The circumstance of your being a person who, from habits and
education, should have been above committing so base a crime, only
aggravates your guilt. However, no matter who or what you have been,
you must expiate your offence on the scaffold. The law has very
properly, for the safety of society, decreed the punishment of death for
such crimes: our only and plain duty is to execute that law."

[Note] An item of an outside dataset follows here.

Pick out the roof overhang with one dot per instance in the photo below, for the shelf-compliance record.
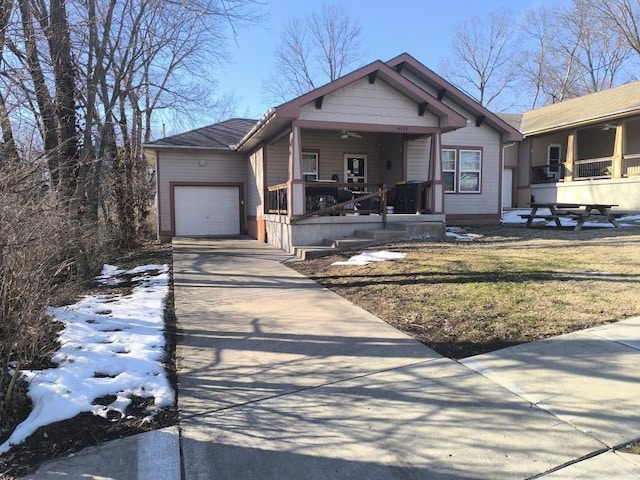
(583, 123)
(276, 120)
(446, 89)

The prisoner did not reply: he was leaning with his elbows on the front
of the dock, his bowed face covered with his outspread hands; and the
judge passed sentence of death in the accustomed form. The court then
rose, and a turnkey placed his hand upon the prisoner's arm, to lead him
away. Suddenly he uncovered his face, drew himself up to his full
height--he was a remarkably tall man--and glared fiercely round upon
the audience, like a wild animal at bay. "My lord," he cried, or rather
shouted, in an excited voice. The judge motioned impatiently to the
jailor, and strong hands impelled the prisoner from the front of the dock.
Bursting from them, he again sprang forward, and his arms outstretched,
whilst his glittering eye seemed to hold the judge spell-bound,
exclaimed, "My lord, before another month has passed away, you will
appear at the bar of another world, to answer for the life, the innocent
life, which God bestowed upon me, but which you have impiously cast
away as a thing of naught and scorn!" He ceased, and was at once
borne off. The court, in some confusion, hastily departed. It was
thought at the time that the judge's evidently failing health had
suggested the prophecy to the prisoner. It only excited a few days'
wonder, and was forgotten.
The position of a barrister in such circumstances is always painful. I
need hardly say that my own feelings were of a very distressing kind.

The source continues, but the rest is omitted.